There’s a new study that reveals that shifts are being made in the way we write. For a research project led by Generation Me author and San Diego State psychology professor Jean M. Twenge, with W. Keith Campbell and Brittany Gentile of the University of Georgia, the three combed through 1.2 million texts in the Google Books archive, tracking pronouns by gender in works published from 1900 to 2008. Their survey of those books (note: the archive contains 4 percent of books ever published) found that, as Hillel Italie writes in a piece for the AP, the “gender pronoun gap” has changed. Yes, add this to your file on gender byline and media coverage gaps and How To Tumblrs for Women; there is a “gender pronoun gap” as well.

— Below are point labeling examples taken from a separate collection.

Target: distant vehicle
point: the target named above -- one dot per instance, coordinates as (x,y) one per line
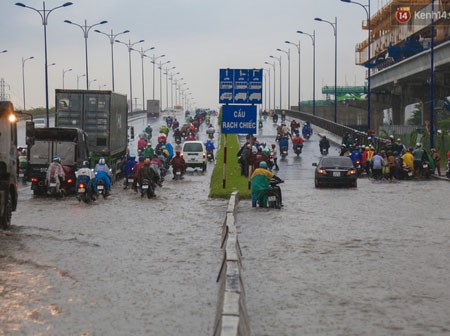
(335,170)
(39,122)
(8,163)
(194,154)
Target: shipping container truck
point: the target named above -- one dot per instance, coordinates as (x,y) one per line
(8,163)
(70,144)
(103,115)
(153,108)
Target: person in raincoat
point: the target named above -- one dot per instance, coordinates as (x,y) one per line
(260,184)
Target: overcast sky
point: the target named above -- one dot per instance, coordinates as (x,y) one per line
(198,36)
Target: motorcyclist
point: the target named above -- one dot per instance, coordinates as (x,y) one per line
(147,173)
(260,184)
(55,171)
(102,172)
(324,144)
(178,164)
(87,176)
(209,145)
(128,169)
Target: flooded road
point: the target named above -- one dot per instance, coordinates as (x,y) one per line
(373,260)
(122,266)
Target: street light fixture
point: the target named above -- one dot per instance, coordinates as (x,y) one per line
(112,38)
(334,26)
(64,73)
(288,53)
(23,79)
(313,39)
(367,10)
(142,53)
(44,13)
(281,84)
(274,80)
(130,45)
(298,49)
(78,80)
(86,30)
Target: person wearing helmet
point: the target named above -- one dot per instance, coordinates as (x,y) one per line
(55,172)
(178,164)
(86,176)
(260,184)
(147,173)
(102,172)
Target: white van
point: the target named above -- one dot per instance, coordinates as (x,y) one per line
(194,154)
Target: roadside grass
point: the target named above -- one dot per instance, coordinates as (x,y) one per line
(234,180)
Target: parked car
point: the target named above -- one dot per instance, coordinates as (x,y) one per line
(194,154)
(335,170)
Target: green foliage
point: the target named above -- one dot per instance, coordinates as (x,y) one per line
(234,180)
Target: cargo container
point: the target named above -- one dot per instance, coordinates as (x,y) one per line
(8,163)
(103,116)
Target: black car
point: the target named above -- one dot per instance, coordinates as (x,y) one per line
(335,170)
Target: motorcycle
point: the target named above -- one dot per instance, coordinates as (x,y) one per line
(274,195)
(147,189)
(210,155)
(283,152)
(298,149)
(324,151)
(101,188)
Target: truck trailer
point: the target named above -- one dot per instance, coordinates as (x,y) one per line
(103,115)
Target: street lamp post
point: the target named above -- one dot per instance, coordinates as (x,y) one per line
(112,38)
(288,53)
(44,13)
(274,80)
(334,26)
(86,30)
(367,10)
(130,45)
(281,83)
(299,76)
(78,80)
(142,53)
(313,39)
(64,73)
(23,79)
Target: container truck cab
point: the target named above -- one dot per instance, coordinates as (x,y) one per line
(8,163)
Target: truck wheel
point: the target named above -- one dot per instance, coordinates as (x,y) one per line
(5,221)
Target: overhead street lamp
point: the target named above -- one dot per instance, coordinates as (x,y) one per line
(313,39)
(130,46)
(367,10)
(299,76)
(23,79)
(112,38)
(160,81)
(268,86)
(334,26)
(274,81)
(64,73)
(78,80)
(142,53)
(44,13)
(281,83)
(86,30)
(288,53)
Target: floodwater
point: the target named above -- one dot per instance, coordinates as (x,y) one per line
(123,266)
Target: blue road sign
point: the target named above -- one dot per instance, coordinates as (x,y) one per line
(239,119)
(240,86)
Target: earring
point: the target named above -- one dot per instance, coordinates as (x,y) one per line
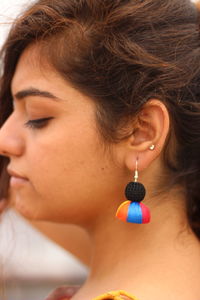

From Twenge’s paper: “Between 1900 and 1945, 3.5 male pronouns appeared for every female pronoun [she, her, herself, hers], increasing to 4.5 male pronouns during the postwar era of the 1950s and early 1960s. After 1968, the ratio dropped precipitously, reaching 2 male pronouns per female pronoun by the 2000s. From 1968 to 2008, the use of male pronouns decreased as female pronouns increased.” Italie writes, “The ratio had shrunk to 3:1 by 1975, and less than 2:1 by 2005.”

What’s the significance of this? Twenge explains in her paper that “the gender pronoun ratio was significantly correlated with indicators of U.S. women’s status such as educational attainment, labor force participation, and age at first marriage as well as women’s assertiveness, a personality trait linked to status. Books used relatively more female pronouns when women’s status was high and fewer when it was low. The results suggest that cultural products such as books mirror U.S. women’s status and changing trends ingender equality over the generations.” Or, more simply, the rise in all of those indicators—as women married later, had careers, and became more independent and assertive—correlated to a rise in the use of female pronouns in writing.

In a statement, Twenge said the shift in language evidenced by the research is “one of the largest, and most rapid, cultural changes ever observed,” and that it reflects “the incredible increase in women’s status since the late 1960s in the U.S.”